These files are generated by mfsbld.
The `.fmp' and `.lmp' files are both
ASCII files; the `.xmp' file is a binary file.
All XPAT programs that use MFS load the `.xmp'
file into memory for fast access.
This file consumes 8 bytes of memory for each file entry. Therefore,
a FileMap containing 131,072 files will occupy 1 MB of memory.
USER META DATA
One of the meta-fields that the `meta' filter produces contains
free text that is associated with the file. This free text is called
the user meta-data. This data is usually a summary
or a title for the file that users can use to quickly identify the
file or its contents. This field is intended to allow database
administrators to place database-specific and file-specific data into
the meta-fields. This data can then be used in the user interface's
summary list, allowing it to contain much more useful
information than would otherwise be possible. Note that
this field can be left empty if the existing information
in the other meta-fields is sufficient to construct the summary list.
The user meta-data is incorporated into the FileMap at the time it is
built, via a user meta-data template file. You can create an empty
template file by using the `-t' option to the mfsbld program
(refer to the mfsbld(1) man
page for the details). The template file has the suffix `.dat'.
The user meta-data are added to this template file using one of the
methods described below. mfsbld is then executed again (without the
`-t' option) to build the FileMap
files. mfsbld automatically incorporates the data in the
`.dat' file into the FileMap if the `.dat' file
is present (it should be
in the same location as the other FileMap files, as specified by
the Data Dictionary's `FileMap' field).
NOTE: You usually do not run mfsbld by hand. Instead, you usually
run dbbuild, which in turn calls mfsbld and all the other index-building programs.
Refer to the dbbuild(1) man page for more details.
The `.dat' file that mfs creates consists of a number
of entries, one for each file in the database.

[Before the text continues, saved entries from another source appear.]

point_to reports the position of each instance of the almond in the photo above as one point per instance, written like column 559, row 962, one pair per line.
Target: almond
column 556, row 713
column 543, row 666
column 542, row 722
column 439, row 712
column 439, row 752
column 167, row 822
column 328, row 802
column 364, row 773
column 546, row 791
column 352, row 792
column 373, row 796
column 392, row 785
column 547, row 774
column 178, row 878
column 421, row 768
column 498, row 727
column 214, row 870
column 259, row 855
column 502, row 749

Each entry looks like
the following (in the real file there are no newlines in each entry):
<OTUserData><OTFile>../dir1/dir2/somefile.doc</OTFile>
<OTFields></OTFields></OTUserData>
You should enter the user meta-data for each database file in the
`OTFields' field in that file's `OTUserData' entry.
You can do this either by editing it by hand or by using a
program that automatically merges a pre-built list
of user meta-data with this template file. If the user meta-data
consists of pieces of text that come from the files themselves (such
as title fields), you need to have run a program to extract these pieces
beforehand.
Note that in the simplest form, the user meta-data are just strings of
text. However, in more complex forms, they may consist of more than
single tagged fields. Because the user meta-data are
meta-fields in the virtual text produced by the MFS system,
you can simply build region indices on the tags
in the user meta-data. For example, you might create a template file
entry as follows:
<OTUserData><OTFile>somefile.doc</OTFile><OTFields><HeadLine>This
is the text of the headline</HeadLine><PageNum>344</PageNum></OTFields>
</OTUserData>
In the above example, you could build regions on `HeadLine' tags
and on `PageNum' tags. For example, you could use the `HeadLine'
region in the
summary list, and the `PageNum' field in the viewer program.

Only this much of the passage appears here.